AI and Mathematics: Efficient Machine Learning Algorithms Inspired by Dynamical Systems, Complex Analysis, and Embedding Theory

This talk describes a novel machine learning algorithm, inspired by complex analysis and dynamical systems theory, that significantly improves efficiency in solving partial differential equations and scientific computing, while providing a theoretical framework for reconstructing complex, unknown systems from partial observational data.

Overview

AI and machine learning algorithms represent our mathematical communication with computers. Current algorithms are the product of iterative trial and error. In our work, we propose novel machine learning algorithms derived from and inspired by pure mathematics.

First, our machine learning algorithm based on complex analysis are highly efficient in solving both mathematical and physical problems, surpassing existing Physical Informed Neural Networks (PINNs), for solving Partial Differential Equations (PDEs) and other scientific computations, achieving improvements in both speed and accuracy often by several orders of magnitude. It also shows strong performance in tasks like image recognition and generations, some large language models and other AI applications.
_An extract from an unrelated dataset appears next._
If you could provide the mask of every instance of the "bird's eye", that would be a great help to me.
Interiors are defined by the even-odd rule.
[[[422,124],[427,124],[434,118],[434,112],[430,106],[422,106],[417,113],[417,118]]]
Inspired by dynamical systems theory and Whitney embedding, we have also created machine learning algorithms for time series predictions.  The algorithms  address the following fundamental question: given a complicated system, of which we have no physical understanding, can we learn and reconstruct the system from partial observational data sequence? It turns out that the answer is affirmative from our theory.

Presenters

Zhihong Xia, Chair Professor, Department of Mathematics, Southern University of Science and Technology

Brief Biography

Zhihong Jeff Xia received his PhD from Northwestern University in 1988. He held a Benjamin Pierce Lecturer and Assistant Professorship at Harvard University, and a tenured faculty position at the Georgia Institute of Technology before joining Northwestern University as a professor of mathematics in 1994. In 2000, Xia was appointed the Arthur and Gladys Pancoe Professor of Mathematics at Northwestern. He joined the Great Bay University in 2024.Xia’s field of research is Dynamical Systems, Solar system dynamics and Machine learning algorithms. He solved the century old Painleve conjecture in mathematics; discovered (jointly with Jian Li) that a large planet from outside of the solar system once flew by our solar system a few hundreds of million years ago; He also created an efficient machine learning algorithm.Xia was named an Alfred P. Sloan Fellow in 1989. He was awarded the Blumenthal Award for advancement of pure mathematics (1993), he was awarded the Monroe H. Martin Prize in applied mathematics (1995). He was NSF’s National Young Investigator. He was invited to speak at the 1998 International Congress of Mathematicians.